How to Install SAP Data Intelligence on-premise v3.0,3.1 on Microsoft Azure- Part 1 of 3
This is Part-1 of a 3-part blog post series on detailed a step-by-step installation of SAP Data Intelligence on-premise v3.0/3.1 on Microsoft Azure. Thank you Skugan Venkatesan, for helping me craft this blog post series!
This Part-1 blog post shall explain and help setup the systems required to start with SAP Data Intelligence installation.
The Part-2 blog post will cover the preparations on the Kubernetes cluster and the SLCB tool(Software Lifecycle Container Bridge).
The Part-3 blog post will explain the steps needed to expose SAP Data Intelligence for end user access.
SAP Data Intelligence v3.0 and v3.1 handles deployment with containerization. The deployment target can be any Kubernetes cluster- this Kubernetes cluster can be a on-premise one or a cloud based one(AWS/Azure/GCP, etc.). The SAP Data Intelligence product is assembled together from various Docker images which in the installation process are mirrored from SAP’s registry.
To successfully follow the blog post and complete the installation, a basic understanding of the following topics is highly recommended:
- Cloud fundamentals (DNS, Networking, HTTP, Authentication, etc)
- Usage of following Azure cloud services:
- Azure Kubernetes Services
- Resource Groups
- Identity & Access Management: System assigned Managed Identity and Service Principal
- Load Balancer
- Virtual Networks- subnetting, CIDR blocks, inbound/outbound rules, etc
- Virtual Machines- opening ports,
- Kubernetes administration (Helm, Kubectl)

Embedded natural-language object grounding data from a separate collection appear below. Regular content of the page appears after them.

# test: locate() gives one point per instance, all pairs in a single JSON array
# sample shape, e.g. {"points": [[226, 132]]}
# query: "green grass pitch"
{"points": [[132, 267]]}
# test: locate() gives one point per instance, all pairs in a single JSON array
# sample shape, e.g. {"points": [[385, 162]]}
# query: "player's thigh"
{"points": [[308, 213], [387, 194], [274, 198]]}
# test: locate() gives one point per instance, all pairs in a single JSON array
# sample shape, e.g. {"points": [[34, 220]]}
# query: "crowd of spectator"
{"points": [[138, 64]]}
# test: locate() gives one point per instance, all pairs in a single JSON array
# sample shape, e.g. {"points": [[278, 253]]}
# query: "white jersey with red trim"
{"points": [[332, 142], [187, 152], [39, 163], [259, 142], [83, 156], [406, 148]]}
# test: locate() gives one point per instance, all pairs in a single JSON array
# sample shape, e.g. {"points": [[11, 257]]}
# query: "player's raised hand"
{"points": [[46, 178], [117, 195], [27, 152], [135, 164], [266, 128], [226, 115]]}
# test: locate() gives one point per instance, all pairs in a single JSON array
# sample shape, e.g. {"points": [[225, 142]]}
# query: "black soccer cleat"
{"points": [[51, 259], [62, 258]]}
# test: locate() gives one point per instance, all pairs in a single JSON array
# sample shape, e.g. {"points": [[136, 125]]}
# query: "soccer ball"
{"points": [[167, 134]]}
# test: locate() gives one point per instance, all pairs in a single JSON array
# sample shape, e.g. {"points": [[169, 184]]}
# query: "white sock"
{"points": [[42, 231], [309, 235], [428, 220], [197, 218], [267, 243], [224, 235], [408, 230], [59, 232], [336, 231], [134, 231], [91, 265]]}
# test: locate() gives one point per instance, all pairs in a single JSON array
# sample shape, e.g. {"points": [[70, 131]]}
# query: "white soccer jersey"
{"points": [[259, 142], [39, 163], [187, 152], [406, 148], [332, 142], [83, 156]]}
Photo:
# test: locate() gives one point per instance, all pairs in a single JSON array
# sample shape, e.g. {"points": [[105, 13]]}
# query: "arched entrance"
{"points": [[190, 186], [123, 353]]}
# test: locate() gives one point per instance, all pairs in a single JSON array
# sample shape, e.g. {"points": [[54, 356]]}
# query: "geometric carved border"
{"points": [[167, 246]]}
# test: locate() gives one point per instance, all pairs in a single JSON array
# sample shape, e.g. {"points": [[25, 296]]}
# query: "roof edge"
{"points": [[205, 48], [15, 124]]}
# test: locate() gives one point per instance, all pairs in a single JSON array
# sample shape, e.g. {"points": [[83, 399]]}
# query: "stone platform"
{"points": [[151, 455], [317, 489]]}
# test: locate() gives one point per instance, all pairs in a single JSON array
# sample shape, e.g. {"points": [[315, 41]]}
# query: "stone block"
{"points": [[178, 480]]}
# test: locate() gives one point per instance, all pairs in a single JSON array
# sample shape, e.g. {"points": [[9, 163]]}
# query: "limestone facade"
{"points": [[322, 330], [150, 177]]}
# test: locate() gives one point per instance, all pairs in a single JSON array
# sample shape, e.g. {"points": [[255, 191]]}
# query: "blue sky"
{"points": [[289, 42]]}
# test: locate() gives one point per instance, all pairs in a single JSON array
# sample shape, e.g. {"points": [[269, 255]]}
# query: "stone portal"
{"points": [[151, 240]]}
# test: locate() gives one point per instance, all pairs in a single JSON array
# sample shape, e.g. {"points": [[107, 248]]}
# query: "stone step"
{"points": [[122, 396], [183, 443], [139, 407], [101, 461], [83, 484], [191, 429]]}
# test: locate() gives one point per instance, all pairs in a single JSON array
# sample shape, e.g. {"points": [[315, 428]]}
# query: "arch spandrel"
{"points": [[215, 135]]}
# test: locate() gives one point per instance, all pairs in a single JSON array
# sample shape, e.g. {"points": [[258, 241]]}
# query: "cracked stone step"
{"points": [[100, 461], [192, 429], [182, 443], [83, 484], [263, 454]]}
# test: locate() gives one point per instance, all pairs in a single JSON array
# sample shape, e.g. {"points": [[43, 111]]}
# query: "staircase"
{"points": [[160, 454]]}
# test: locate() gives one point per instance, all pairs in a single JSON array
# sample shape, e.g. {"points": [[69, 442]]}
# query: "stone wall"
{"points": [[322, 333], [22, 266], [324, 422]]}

- NGINX Ingress controller for Kubernetes
- Putty/windows CMD with SSH/Azure CLI/Powershell
- Paid subscription to Microsoft Azure (Free account will not work, as the right virtual machines capable to run SAP Data Intelligence do not fall under the Free plan. Also in certain cases, the CPU max-limit of the selected region might also be breached)
- Kubernetes cluster on Microsoft Azure v1.14+
- Azure Container registry to store the images mirrored from SAP’s registry
- A personal workstation(Windows, MacOS or Linux) or a jumpbox with following components installed:
For a complete list of prerequisites please refer to the official SAP Data Intelligence Installation guide
Create a Kubernetes cluster in Microsoft Azure
Please follow the steps below to create a Kubernetes cluster in Microsoft Azure. Each creation step progresses, relevant screenshots will accompany to explain the details of each configuration.
- Log on to the Microsoft portal.
- Use an existing Resource Group or create a new Resource Group A resource group is a container that holds related resources for an Azure solution. The resource group can include all the resources for the solution, or only those resources that you want to manage as a group. The resource group selected here should also be selected for all other Azure resources created in this blog
- Once the resource group is created, let’s go ahead and create a Kubernetes cluster. Before creating a Kubernetes cluster, please note down the pre-requisites (Size of cluster) which must be deployed according to your environment requirements (Dev or production).
- Azure Kubernetes Services (AKS) Configuration
- Minimum 3 worker nodes (32GB RAM each node,24CPU’s). – You can choose the node size B8ms
- Minimum 4 worker nodes (64GB RAM each node, 64CPU’s) – You can choose the node type B16ms
- For detailed sizing, please refer to the sizing guide – SAP Data Intelligence Sizing Guide
- Azure Kubernetes Services (AKS) Configuration
- In Azure Portal, Search for Kubernetes services and click on it to create a new Kubernetes service
Following Parameters must be provided
- Resource Group – Resource Group that had been created before (Please select the resource group that had been created from the drop down menu)
- Subscription: Choose the required subscription.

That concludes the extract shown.